Cadiot introduit dans son interprétation des métaphores prédicatives la notion de la saisie intensionnelle et extensionnelle. Le terme métaphorique « le Lucifer du siècle » est doublement spécifié par le déterminant défini anaphorique « le » et le complément déterminatif « du siècle ». La spécification du référent joue un rôle essentiel dans la lecture de la métaphore. Plus le degré de spécification est précis plus la lecture métaphorique est improbable. La lecture métaphorique, à cause du déterminant qui actualise le référent, est liée à « un parcours interne, intensionnel de N »17. La métaphore prédicative est un effet second de la saisie intensionnelle liée à la question de la détermination. On parle paradoxalement d’une saisie extensionnelle relative au déterminant zéro. L’absence de détermination rend le référent virtuel, la saisie est dite extensionnelle parce qu’elle est externe au référent.
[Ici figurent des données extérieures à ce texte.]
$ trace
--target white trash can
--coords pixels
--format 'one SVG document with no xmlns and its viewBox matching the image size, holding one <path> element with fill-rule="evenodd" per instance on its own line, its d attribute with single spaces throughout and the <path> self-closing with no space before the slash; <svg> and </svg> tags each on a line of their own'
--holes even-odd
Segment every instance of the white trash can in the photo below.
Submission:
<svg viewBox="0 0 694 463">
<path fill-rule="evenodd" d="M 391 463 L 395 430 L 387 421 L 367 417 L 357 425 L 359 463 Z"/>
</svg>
Dans l’exemple (1), comme la saisie est intensionnelle, l’interprétation doit s’appuyer sur une extension définie par le concept « Lucifer ». La métaphore évoque des attributs de conformité comme « terrifiant », « maléfique », « légendaire », « ennemi du Bien », etc. Dans cette tentative d’attribution, il y a des caractéristiques qui sont promotionnelles et qui s’imposent dans le terme prédiqué « Lucifer » qui n’est évoqué que comme l’emblème d’un archétype. Ainsi les caractéristiques promotionnelles sont-elles (arché)typiques. Dans cette métaphore prédicative, la validation référentielle, sous-entendant une analogie implicite entre « Staline » et « Lucifer », serait se ramener au paradigme déjà constitué de l’archétype de Lucifer. Selon l’approche de John Searle18, l’énonciation métaphorique dans ce cas recouvre un éventail important de sens dont on a énuméré quelques-uns ci-dessus. Le locuteur dit que « S est P 19» mais exprime métaphoriquement un nombre infini de sens : « S est R1 », « S est R2 ». Cette métaphore est dite ouverte parce qu’elle passe par le sens littéral de la phrase pour parvenir au sens de l’énonciation métaphorique.
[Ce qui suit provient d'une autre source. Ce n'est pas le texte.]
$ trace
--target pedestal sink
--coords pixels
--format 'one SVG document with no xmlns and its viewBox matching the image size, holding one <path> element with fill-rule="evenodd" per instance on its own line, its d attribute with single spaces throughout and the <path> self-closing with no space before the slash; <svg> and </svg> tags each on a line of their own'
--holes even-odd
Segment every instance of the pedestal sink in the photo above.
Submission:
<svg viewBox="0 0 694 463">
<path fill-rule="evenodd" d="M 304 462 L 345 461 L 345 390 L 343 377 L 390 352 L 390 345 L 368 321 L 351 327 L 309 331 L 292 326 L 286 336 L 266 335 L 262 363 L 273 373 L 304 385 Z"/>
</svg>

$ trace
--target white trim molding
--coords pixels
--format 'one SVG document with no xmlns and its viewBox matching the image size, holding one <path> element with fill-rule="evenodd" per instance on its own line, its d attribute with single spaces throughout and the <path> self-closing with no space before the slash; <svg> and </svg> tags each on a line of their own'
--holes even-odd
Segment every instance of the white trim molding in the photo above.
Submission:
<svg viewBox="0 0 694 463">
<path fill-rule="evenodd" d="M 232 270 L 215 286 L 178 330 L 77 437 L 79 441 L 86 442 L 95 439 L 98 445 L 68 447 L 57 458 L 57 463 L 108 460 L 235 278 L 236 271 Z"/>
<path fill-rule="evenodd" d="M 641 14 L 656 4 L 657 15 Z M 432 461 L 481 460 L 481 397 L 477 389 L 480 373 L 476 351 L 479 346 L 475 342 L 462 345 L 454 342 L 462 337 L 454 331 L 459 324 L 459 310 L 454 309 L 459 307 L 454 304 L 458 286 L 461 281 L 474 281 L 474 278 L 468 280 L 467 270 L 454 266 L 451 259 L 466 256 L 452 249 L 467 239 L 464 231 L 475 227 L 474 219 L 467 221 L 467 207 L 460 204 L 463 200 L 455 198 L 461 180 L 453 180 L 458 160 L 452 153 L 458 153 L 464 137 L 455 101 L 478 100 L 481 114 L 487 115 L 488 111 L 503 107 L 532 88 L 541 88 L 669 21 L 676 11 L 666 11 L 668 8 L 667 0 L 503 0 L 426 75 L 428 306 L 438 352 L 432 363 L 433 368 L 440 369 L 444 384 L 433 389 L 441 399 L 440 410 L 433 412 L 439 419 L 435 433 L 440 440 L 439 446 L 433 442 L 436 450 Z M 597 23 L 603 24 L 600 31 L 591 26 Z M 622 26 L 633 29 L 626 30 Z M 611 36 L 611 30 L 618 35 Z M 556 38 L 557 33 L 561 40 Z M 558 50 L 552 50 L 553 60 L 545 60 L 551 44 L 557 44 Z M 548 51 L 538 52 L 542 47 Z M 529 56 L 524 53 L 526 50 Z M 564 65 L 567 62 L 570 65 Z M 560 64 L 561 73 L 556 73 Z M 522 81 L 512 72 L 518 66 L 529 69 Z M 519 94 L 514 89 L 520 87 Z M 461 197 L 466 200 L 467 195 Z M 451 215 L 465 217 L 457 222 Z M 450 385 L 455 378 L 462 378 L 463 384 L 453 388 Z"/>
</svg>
Les métaphores in absentia
Dans les métaphores in absentia, un des deux termes de l’analogie est absent. Dans les textes littéraires, ces métaphores sont très employées de façon à déployer un système de métaphoricité alimentant le sens du texte.
Soit les exemples suivants extraits du même texte :
(2) « Mais dès qu’il vit le visage souriant du médecin, il comprit que la mort s’était désinvitée » (F. I., 2014, p. 17)
(3) « Hélas, quand Kalinine [un personnage fictif] se retrouvait dans le petit cercle de ses camarades lors des pauses, personne n’était prêt à applaudir son urine » (F. I., 2014, p. 41)
(4) « L’atmosphère froide du matin rend encore plus orphelin ce paysage sans charme » (F. I., 2014, p. 51)
(5) « […] il faut l’aimer l’insignifiance, il faut apprendre à l’aimer. Respirez D’Ardelo mon ami, respirez cette insignifiance […] » (F. I., 2014, p. 139)
La métaphore in absentia ne fonctionne pas comme une comparaison pourtant le rapport d’analogie demeure implicite puisqu’un seul élément de la relation analogique est actualisé en contexte. Cet élément est un terme non littéral dans un contexte littéral. Il est malaisé de comprendre littéralement comment la mort se désinvite. Serait-il concevable d’applaudir l’urine de quelqu’un, de rendre un paysage orphelin ou de respirer l’insignifiance ? Dans ces structures, il y a toujours une tension entre une relation grammaticale qui présuppose la compatibilité sémantique des termes pris littéralement et un terme foyer-métaphorique ; ce qui opère une rupture isotopique avec le reste du contexte littéral. On peut se référer dans la lecture interprétative de ces énoncés métaphoriques à l’approche pragmatique de John Searle.
Ce philosophe détermine plusieurs principes d’interprétation des actes de langage. Le septième principe concerne la métaphore in absentia, il s’applique « à des cas simples qui ne sont pas de la forme “S est P”, mais qui sont des métaphores relationnelles ou appartenant à d’autres formes syntaxiques, comme celles qui s’appuient sur un verbe ou un adjectif attribut20 ». La relation entre le sens littéral de la phrase P et le sens métaphorique de l’énonciation R est de prime abord une relation d’incompatibilité sémantique où s’associent des réalités concrètes à d’autres abstraites. Dans cette nouvelle configuration syntaxique des métaphores in absentia, « la tâche de l’auditeur est de passer, non de “S est P” à “S est R” mais de “S relation PS’” à “S relation RS’”21 ». Pour accéder aux sens possibles de ces métaphores en se basant sur ce principe, le lecteur doit chercher les propriétés partagées et sous-entendues qui pourraient exister entre le sens de la phrase et le sens de l’énonciation :
[L]e travail de l’auditeur est de trouver une relation (ou une propriété) qui soit semblable à la relation ou à la propriété qui sont exprimées littéralement dans l’expression métaphorique P, ou qui soit associée à elles par un quelconque autre lien ; et les principes ont pour fonction de lui permettre de choisir cette relation ou cette propriété en lui indiquant l’aspect sous lequel peuvent se ressembler ou s’associer d’une manière quelconque les relations P et R22.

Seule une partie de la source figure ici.